This is both a sight for sour eyes and one of the best desktop views you will ever be able to access. A Windows Updates notification on Mac OS X tiger. Of course that the emphasis is immediately placed on the fact that Windows has successfully conquered the Mac OS X desktop. And with the support of virtualization, all roads lead to Microsoft's platform. Apple can only benefit from this move. The Cupertino-based company only recently upgraded its
Boot Camp Public Beta to version 1.4, making another step toward Windows and especially Vista. However, the
adjacent image, courtesy of
Long Zheng is an illustration of VMWare Fusion in action and not Boot Camp.
But the true story behind this screenshot is not the irony of Windows Updates serving security patches to Windows Vista or Windows XP, it is the fact that virtualization is breaking boundaries and makes every solution platform agnostic. "The virtualization industry is moving into the limelight. And while the market is still nascent, with only about 5 percent of servers virtualized today, the technology is poised for strong growth, creating great opportunities for customers and partners," stated Larry Orecklin, general manager at Microsoft focused on the System Center family of management products and Virtualization. "The virtualization market is emerging and therefore very dynamic with significant opportunities to reduce costs and complexity across the IT infrastructure; from the desktop to the datacenter."
Virtualization is much more than just a simple virtual machine running Windows on a Mac computer. It is a technology that will permit to break the intimate connection between the operating system and the hardware, between the user interface and the computer, between the applications and the underlying platform.

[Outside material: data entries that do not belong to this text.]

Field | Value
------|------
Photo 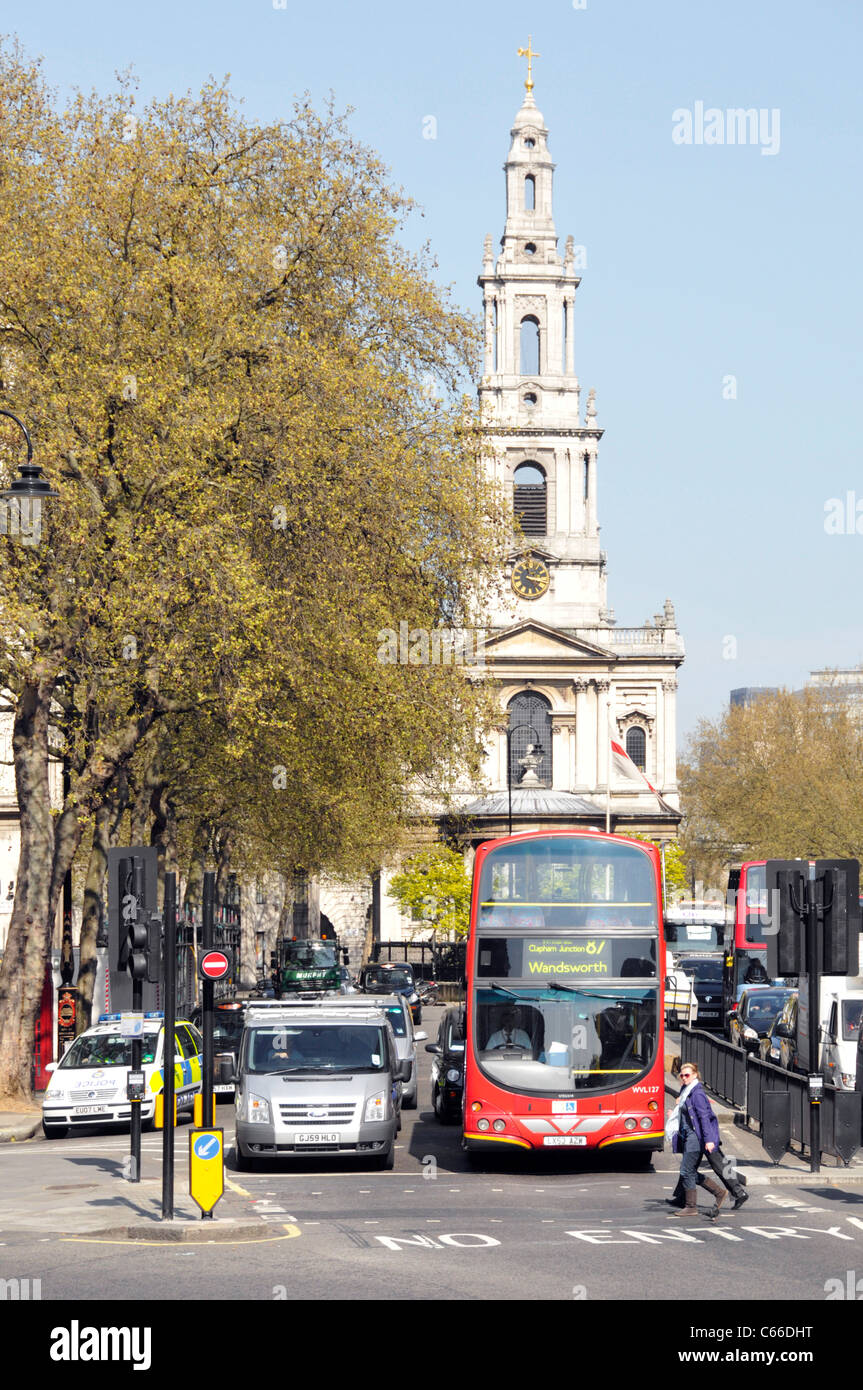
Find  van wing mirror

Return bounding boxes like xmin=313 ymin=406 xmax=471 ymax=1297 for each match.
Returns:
xmin=397 ymin=1059 xmax=412 ymax=1082
xmin=425 ymin=1043 xmax=442 ymax=1055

Windows running on top of Mac OS X is not a victory for Microsoft, it's a win for virtualization and just a step to what generalized practices will become in the future.

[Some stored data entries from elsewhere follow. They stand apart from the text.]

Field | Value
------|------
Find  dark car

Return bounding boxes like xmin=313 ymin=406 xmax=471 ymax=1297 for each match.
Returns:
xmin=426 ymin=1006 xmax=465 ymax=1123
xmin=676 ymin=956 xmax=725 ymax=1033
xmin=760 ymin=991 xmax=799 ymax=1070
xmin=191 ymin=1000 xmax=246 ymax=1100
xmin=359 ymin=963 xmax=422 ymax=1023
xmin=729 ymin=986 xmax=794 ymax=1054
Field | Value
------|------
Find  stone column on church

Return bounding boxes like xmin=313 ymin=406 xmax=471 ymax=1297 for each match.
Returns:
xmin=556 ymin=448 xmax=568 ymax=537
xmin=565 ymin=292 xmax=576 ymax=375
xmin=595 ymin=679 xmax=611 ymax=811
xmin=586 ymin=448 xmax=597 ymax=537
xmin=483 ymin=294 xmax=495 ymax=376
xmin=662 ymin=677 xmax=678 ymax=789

"For instance, the OS can be decoupled from the physical hardware it runs on using hardware virtualization (including server and desktop virtualization), while application virtualization allows an analogous decoupling between the OS and the applications that use it. Similarly, presentation virtualization allows separating an application's user interface from the physical machine the application runs on. This makes it possible to run an application in one location but have it be controlled in another," Microsoft added.